BY CATHARINA TIRSÉN
STOCKHOLM - "Welcome to the Writers' House here in
Stockholm. We hope you will feel at home among all the books
here," said Anna-Lena Lofberg, international secretary of the
Swedish Writers' Union. She was welcoming Norberto Codina, poet
and editor of La Gaceta de Cuba, the journal of the National
Union of Writers and Artists of Cuba (UNEAC), during his tour
in Sweden.
Codina's December 8 presentation to an audience of 25 people at the Writers' House here, as well as his talks at other meetings in Stockholm, included a background on culture in Cuba today. He discussed the cultural explosion of the first years after the 1959 revolution in Cuba, when culture was brought out to all workplaces and schools, including the campaign against illiteracy, to the gray period during the 1970s, influenced by ideas from Eastern Europe. At that time anticultural prejudices and dogmatism among a cultural bureaucracy had been dominant.
"In 1988," Codina said, "a man in his 30s was elected chairman of UNEAC, which we can characterize as symbolic for the 1980s. He did not have a great career behind him, either as an author or as a politician. He was a supporter of Bob Dylan and had long hair. From that moment authors began to take upon themselves their own role and responsibilities." The new chairman was Abel Prieto, recently appointed minister of culture in Cuba.
Then came the economic crises following the collapse of the bureaucratic regimes in Eastern Europe and the Soviet Union. "The writers' union lost 90 percent of our agreements for cultural exchanges with other unions internationally. Most of them had been with unions in Eastern Europe. The number of new titles published each year went down from 2,000 to 200." At the same time, Codina explained, "the authors, like never before, themselves became the protagonists of their own affairs. Being used to the paternalism of the state, we now had to find our own ways to save and develop culture as part of the revolution."

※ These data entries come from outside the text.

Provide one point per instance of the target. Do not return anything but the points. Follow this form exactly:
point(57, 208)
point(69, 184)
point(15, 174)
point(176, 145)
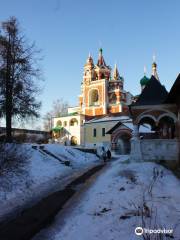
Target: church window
point(94, 97)
point(113, 98)
point(73, 122)
point(59, 123)
point(103, 132)
point(94, 132)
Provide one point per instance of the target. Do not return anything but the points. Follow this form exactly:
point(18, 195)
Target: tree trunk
point(8, 113)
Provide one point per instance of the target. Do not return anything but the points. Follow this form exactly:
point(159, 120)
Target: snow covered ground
point(125, 196)
point(40, 175)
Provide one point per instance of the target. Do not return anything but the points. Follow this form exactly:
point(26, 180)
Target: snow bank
point(40, 175)
point(109, 208)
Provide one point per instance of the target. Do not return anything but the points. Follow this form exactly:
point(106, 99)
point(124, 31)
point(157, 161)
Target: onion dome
point(101, 61)
point(144, 81)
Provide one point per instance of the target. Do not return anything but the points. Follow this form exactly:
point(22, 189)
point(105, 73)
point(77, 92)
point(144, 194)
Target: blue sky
point(128, 31)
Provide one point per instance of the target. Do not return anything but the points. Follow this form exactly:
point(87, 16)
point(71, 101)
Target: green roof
point(144, 81)
point(57, 128)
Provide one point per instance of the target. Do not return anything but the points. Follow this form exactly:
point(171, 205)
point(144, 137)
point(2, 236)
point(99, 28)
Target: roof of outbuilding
point(154, 93)
point(174, 94)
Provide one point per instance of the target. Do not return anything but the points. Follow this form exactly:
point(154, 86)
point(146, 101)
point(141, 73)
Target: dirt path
point(32, 220)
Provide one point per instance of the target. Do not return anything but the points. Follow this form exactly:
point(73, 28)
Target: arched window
point(59, 123)
point(94, 97)
point(112, 98)
point(73, 122)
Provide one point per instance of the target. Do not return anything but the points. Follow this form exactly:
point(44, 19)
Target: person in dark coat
point(108, 154)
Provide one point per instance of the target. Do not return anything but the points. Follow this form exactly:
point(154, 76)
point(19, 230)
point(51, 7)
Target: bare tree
point(18, 72)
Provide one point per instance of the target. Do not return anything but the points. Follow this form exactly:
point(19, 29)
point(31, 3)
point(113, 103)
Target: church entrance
point(121, 141)
point(73, 140)
point(123, 146)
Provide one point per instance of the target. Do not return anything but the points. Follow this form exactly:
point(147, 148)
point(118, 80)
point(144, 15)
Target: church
point(102, 97)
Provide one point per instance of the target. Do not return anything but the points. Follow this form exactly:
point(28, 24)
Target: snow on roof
point(107, 119)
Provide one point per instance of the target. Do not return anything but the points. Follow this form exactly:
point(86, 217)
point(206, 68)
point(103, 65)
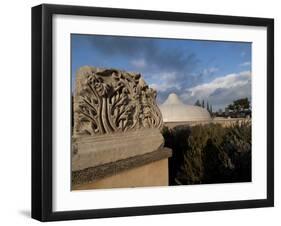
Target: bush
point(209, 153)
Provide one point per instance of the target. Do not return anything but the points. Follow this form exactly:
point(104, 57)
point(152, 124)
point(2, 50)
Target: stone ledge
point(93, 174)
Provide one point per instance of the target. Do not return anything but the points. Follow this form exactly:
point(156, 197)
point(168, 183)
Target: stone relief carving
point(109, 100)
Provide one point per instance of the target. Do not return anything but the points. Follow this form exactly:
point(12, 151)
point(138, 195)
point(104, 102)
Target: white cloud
point(139, 63)
point(210, 70)
point(245, 64)
point(221, 91)
point(168, 81)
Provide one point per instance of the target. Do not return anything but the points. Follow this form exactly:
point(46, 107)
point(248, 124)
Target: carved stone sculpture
point(109, 100)
point(115, 118)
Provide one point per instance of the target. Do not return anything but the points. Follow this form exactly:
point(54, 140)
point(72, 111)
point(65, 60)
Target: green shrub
point(209, 153)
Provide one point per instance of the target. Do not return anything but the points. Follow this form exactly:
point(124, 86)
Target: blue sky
point(216, 71)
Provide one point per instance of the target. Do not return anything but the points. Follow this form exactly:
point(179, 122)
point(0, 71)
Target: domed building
point(174, 110)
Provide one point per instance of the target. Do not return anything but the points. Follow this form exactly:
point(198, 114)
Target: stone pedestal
point(142, 171)
point(117, 140)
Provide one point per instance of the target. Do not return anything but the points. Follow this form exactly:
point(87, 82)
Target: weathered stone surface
point(109, 100)
point(93, 174)
point(115, 117)
point(92, 151)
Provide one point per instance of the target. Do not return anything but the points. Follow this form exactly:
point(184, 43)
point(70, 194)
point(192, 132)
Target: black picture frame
point(42, 111)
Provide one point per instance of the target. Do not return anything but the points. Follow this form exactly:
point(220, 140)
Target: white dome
point(174, 110)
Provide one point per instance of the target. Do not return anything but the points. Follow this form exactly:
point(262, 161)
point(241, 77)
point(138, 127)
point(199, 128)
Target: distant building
point(174, 110)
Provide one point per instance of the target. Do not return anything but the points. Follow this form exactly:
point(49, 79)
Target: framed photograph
point(145, 112)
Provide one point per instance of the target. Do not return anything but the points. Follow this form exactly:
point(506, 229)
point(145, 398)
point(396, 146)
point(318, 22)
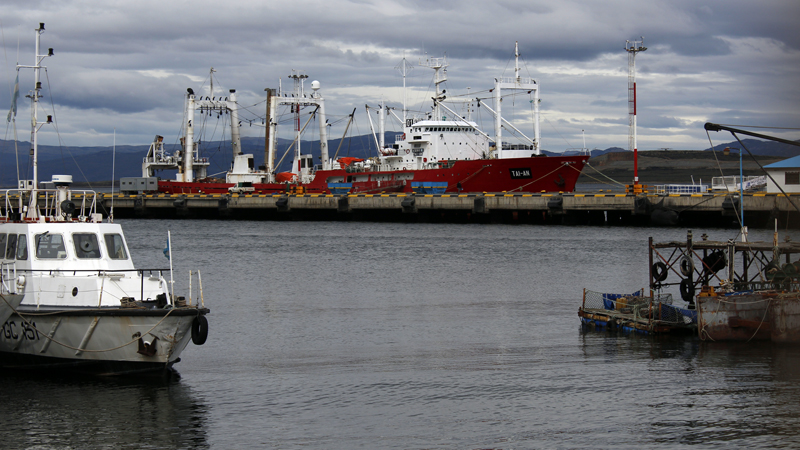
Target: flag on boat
point(13, 111)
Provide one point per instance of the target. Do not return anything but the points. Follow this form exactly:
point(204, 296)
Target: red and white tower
point(633, 47)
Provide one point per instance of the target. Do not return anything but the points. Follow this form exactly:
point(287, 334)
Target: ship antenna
point(34, 96)
point(404, 67)
point(211, 82)
point(633, 47)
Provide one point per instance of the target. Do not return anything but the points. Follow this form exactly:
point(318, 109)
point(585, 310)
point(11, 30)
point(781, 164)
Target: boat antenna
point(113, 166)
point(404, 67)
point(633, 47)
point(211, 82)
point(34, 96)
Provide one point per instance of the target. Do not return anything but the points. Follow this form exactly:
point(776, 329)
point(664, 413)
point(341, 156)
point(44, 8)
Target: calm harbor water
point(345, 335)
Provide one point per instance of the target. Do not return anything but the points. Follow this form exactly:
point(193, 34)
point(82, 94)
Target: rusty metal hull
point(785, 318)
point(736, 317)
point(110, 341)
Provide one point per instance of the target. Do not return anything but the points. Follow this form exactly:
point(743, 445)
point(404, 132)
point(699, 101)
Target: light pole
point(727, 152)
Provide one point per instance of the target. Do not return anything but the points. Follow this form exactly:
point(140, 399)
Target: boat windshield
point(86, 245)
point(115, 246)
point(22, 248)
point(11, 247)
point(50, 246)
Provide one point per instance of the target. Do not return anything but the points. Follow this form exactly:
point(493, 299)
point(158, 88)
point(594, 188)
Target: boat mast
point(633, 47)
point(517, 83)
point(439, 65)
point(382, 126)
point(34, 96)
point(404, 67)
point(188, 144)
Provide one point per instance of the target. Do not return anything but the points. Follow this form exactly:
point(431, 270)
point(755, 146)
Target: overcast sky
point(125, 65)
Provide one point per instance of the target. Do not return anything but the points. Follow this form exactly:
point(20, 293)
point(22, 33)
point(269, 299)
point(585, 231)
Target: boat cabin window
point(86, 245)
point(50, 246)
point(11, 247)
point(22, 248)
point(115, 247)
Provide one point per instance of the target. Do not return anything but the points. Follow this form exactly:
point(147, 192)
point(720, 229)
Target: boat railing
point(82, 202)
point(200, 301)
point(732, 183)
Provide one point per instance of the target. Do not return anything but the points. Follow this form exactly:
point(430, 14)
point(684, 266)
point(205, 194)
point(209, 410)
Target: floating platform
point(636, 313)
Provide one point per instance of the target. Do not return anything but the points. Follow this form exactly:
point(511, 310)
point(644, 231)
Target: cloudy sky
point(124, 65)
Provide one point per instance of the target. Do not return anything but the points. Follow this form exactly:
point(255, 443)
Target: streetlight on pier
point(726, 152)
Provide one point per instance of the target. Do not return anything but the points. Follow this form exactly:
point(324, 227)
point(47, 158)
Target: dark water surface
point(345, 335)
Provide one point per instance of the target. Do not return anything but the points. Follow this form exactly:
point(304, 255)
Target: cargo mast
point(633, 47)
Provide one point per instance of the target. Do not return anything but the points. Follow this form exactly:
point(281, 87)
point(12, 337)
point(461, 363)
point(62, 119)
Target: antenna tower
point(633, 47)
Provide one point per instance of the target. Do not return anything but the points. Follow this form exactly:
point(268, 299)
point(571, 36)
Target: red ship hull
point(535, 174)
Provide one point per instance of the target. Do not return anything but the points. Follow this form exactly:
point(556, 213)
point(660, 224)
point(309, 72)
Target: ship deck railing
point(51, 208)
point(732, 183)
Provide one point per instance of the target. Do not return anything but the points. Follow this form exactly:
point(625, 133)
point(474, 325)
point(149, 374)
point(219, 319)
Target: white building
point(786, 173)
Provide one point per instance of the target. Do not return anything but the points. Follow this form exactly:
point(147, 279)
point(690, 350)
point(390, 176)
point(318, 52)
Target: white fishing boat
point(75, 301)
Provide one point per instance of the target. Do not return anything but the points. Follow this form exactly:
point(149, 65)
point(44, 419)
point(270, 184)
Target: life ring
point(773, 270)
point(687, 290)
point(687, 266)
point(199, 330)
point(715, 261)
point(659, 272)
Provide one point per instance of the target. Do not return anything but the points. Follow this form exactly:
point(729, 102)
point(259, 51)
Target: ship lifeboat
point(347, 160)
point(284, 177)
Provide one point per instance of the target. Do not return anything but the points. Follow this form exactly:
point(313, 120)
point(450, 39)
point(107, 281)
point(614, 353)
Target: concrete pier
point(761, 209)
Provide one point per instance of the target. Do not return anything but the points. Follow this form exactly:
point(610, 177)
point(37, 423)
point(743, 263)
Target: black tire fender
point(660, 272)
point(199, 330)
point(687, 290)
point(687, 266)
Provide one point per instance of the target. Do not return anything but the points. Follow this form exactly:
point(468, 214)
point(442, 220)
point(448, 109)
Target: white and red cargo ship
point(443, 151)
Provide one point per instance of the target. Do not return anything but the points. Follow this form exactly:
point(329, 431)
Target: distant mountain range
point(94, 164)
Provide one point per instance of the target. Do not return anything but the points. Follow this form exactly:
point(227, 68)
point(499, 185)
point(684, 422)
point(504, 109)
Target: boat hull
point(8, 304)
point(534, 174)
point(110, 341)
point(785, 318)
point(743, 317)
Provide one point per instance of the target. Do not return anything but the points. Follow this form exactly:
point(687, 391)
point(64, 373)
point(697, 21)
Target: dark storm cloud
point(131, 62)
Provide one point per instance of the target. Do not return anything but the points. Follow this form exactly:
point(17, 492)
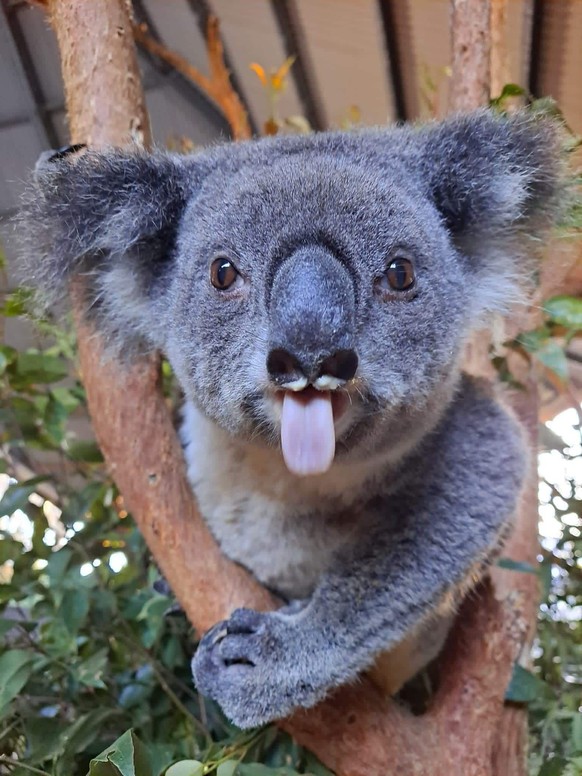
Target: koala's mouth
point(308, 420)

Peter Curman, chairman of the Council of Professional Artists and Writers, and earlier chairman of the Swedish Writers Union for eight years, said that the union, formed in 1893, had a rule against poets reciting their own poems at their meetings. "There are literary societies and they play an important role," he explained. "But for the union it is important to see the role of the author in society and to protect freedom of expression, not only political but also cultural freedom." In Sweden today, he said, "We are experiencing what I call a moral panic around child pornography. Of course it is detestable - it has become obligatory to always say something so self-evident. But to limit freedom of speech with laws criminalizing artistic expression, even imaginary pictures, is a serious attack. Many of us would be arrested for our dreams."
Curman pointed to other factors influencing cultural life in a country, like the economic blockades aimed against Cuba and Iraq, and informed Codina about a meeting being planned as a parallel conference to a UNESCO-sponsored meeting of cultural ministers in March and April 1998 in Stockholm.
Responding to a question on how La Gaceta de Cuba could survive despite the economic squeeze of the 1990s, Codina explained that La Gaceta is self-financing, with a budget in Cuban pesos for labor costs and one in dollars to buy paper, ink, and other supplies available only in hard currency. "And the magazine is a lot better now, not just because it is self- financing, but because of changes in the cultural life, changes which have made society and culture richer."
Codina came back to the same theme during a class at the University of Journalism in Stockholm. "In 1989," he said, "we had more than 100 cultural and scientific magazines. They all disappeared in 1990-91. La Gaceta resumed publication in 1992 through the help of donations and self-financing. Now we have around 50 cultural and scientific magazines, half the number compared to 1989, but only one-fifth of the number of copies. But we have more of a debate, a richer exchange of ideas, including on more hot political subjects, and a higher quality." Codina also explained how this was a reflection of an even higher use of freedom of expression, including criticism, that took place in neighborhood meetings when elected delegates report back to their constituencies, or workers assemblies meeting to solve problems in their workplaces.
"The development of culture accelerated in the '90s," Codina told a final public meeting in Stockholm on December 9. "The task of the artist is not to give answers but more to provoke new questions and to be one step ahead of the rhythm of our society. The role of culture in Cuba," said Codina in reply to a question, "is a spiritual task to help us develop as human beings and help us exchange questions. It should reflect society, not be a copy of it."
Codina's six-day visit to Sweden also included poetry readings and public meetings in Malmo and Lund in southern Sweden.
Catharina Tirsén is a member of the Metalworkers Union.